“You dislike Lady Wentworth very definitely, I see,” he said, and there was a query in the words.
“I would rather not discuss her,” Valentine answered, and to end the conversation he took up the evening paper that had just been brought up from the station.
But Sacha, apparently, was in a talkative mood.
“Does it ever strike you, Val, that you are a prejudiced person? Take this case of Lady Wentworth, for instance. What had this girl done that should have set you so desperately against her? Of course, there is open enmity between you now. I don’t see how you could expect anything else under the circumstances; but what I don’t understand is, why you should have worked to bring this enmity into existence.”

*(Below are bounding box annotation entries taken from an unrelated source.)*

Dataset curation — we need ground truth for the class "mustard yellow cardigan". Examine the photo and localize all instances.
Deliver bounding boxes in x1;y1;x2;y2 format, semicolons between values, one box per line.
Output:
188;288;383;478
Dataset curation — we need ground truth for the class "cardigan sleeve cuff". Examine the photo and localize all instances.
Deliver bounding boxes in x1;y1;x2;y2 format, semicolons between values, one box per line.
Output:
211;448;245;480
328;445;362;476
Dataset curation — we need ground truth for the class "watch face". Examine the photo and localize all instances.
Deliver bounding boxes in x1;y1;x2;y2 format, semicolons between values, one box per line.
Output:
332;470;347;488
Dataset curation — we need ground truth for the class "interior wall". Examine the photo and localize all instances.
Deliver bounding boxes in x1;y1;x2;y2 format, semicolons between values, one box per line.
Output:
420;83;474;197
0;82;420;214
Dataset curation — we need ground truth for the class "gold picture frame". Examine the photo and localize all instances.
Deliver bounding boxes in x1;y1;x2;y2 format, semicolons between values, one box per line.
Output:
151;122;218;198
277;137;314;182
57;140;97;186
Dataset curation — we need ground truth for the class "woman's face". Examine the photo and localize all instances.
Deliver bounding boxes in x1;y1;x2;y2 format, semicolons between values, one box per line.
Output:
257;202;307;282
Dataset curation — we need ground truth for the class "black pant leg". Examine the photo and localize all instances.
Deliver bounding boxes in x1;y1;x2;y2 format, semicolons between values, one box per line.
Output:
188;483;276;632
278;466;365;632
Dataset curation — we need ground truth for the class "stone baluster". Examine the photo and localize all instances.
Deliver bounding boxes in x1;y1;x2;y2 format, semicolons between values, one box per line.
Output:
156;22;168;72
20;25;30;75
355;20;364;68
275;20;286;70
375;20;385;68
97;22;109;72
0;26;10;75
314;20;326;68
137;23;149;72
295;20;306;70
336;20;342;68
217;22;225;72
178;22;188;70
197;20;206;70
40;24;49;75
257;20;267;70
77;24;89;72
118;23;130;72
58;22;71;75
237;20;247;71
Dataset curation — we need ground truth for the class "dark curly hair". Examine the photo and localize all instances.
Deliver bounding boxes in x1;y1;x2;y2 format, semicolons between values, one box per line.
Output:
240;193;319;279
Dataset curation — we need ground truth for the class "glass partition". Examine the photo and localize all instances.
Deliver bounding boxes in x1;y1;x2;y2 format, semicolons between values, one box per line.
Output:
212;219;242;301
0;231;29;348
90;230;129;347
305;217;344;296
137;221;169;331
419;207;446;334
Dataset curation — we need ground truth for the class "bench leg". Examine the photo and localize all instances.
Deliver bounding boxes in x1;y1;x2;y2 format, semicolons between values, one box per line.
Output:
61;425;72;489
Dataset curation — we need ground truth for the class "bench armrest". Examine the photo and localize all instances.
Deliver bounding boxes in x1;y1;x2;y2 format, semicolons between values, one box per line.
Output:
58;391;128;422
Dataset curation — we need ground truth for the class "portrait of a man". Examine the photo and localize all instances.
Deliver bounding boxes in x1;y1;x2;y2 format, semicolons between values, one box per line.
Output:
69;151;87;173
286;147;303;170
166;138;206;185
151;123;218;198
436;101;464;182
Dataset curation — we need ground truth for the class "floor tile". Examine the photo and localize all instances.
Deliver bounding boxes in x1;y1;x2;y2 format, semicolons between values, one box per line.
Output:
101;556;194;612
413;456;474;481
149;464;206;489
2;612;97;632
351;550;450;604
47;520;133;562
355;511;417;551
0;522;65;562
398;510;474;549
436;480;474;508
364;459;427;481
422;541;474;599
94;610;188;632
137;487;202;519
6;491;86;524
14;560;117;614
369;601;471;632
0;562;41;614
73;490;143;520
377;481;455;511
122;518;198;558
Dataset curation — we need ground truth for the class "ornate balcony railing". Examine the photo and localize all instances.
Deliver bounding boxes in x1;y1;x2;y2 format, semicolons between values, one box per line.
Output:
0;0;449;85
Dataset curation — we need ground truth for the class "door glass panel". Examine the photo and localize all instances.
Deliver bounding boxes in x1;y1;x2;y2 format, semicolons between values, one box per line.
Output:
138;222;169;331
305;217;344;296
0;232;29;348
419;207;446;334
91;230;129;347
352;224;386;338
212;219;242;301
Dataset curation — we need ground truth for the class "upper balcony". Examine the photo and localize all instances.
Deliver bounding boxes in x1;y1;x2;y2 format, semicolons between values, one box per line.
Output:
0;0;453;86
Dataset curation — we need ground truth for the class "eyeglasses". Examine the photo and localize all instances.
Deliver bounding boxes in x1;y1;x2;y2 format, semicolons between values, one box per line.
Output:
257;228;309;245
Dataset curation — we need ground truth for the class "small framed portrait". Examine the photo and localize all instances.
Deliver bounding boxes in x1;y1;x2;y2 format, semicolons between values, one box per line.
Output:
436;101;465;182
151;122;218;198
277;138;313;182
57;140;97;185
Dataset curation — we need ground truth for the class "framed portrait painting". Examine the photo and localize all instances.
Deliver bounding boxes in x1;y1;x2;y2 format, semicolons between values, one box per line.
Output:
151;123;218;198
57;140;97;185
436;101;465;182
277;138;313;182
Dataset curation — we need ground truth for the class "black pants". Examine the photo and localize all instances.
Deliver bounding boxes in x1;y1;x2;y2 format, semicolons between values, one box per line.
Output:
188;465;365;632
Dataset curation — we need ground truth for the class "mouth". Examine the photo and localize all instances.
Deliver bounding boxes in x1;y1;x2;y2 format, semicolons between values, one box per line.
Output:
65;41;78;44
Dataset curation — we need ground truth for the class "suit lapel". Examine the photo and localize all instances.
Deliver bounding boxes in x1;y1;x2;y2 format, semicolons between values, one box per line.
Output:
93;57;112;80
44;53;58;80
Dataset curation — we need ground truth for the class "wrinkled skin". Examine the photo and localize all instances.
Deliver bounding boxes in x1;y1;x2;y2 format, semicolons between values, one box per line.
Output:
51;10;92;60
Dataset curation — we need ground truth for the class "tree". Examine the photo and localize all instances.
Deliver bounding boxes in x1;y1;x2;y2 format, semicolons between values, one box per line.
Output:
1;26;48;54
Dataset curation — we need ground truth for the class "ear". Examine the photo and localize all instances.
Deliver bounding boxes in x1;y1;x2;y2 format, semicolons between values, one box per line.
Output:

“I hardly think you would be nearer comprehension if I were to enlarge upon the reasons that have actuated my attitude where Lady Wentworth is concerned,” Valentine said, dryly.
Sacha shrugged his shoulders again.
“As I said just now, I repeat you are a very prejudiced person, Val.”
Valentine felt his temper rising.
“Look here, Sacha, let us drop this discussion. My opinion about Lady Wentworth is a matter that concerns myself. If it had concerned you, I take it, you would not have acted as you are acting. But that again is a matter that is your own affair entirely. I prefer, myself, not to speak any further about the establishment at Sunstead, and I regret that I introduced Mark’s name at all.”
“Lady Wentworth,” said Sacha, slowly, “has gone over the whole subject with me. She had charged me to explain to Grace that she had no kind of animosity against our sister, that her cause of complaint is with you entirely.”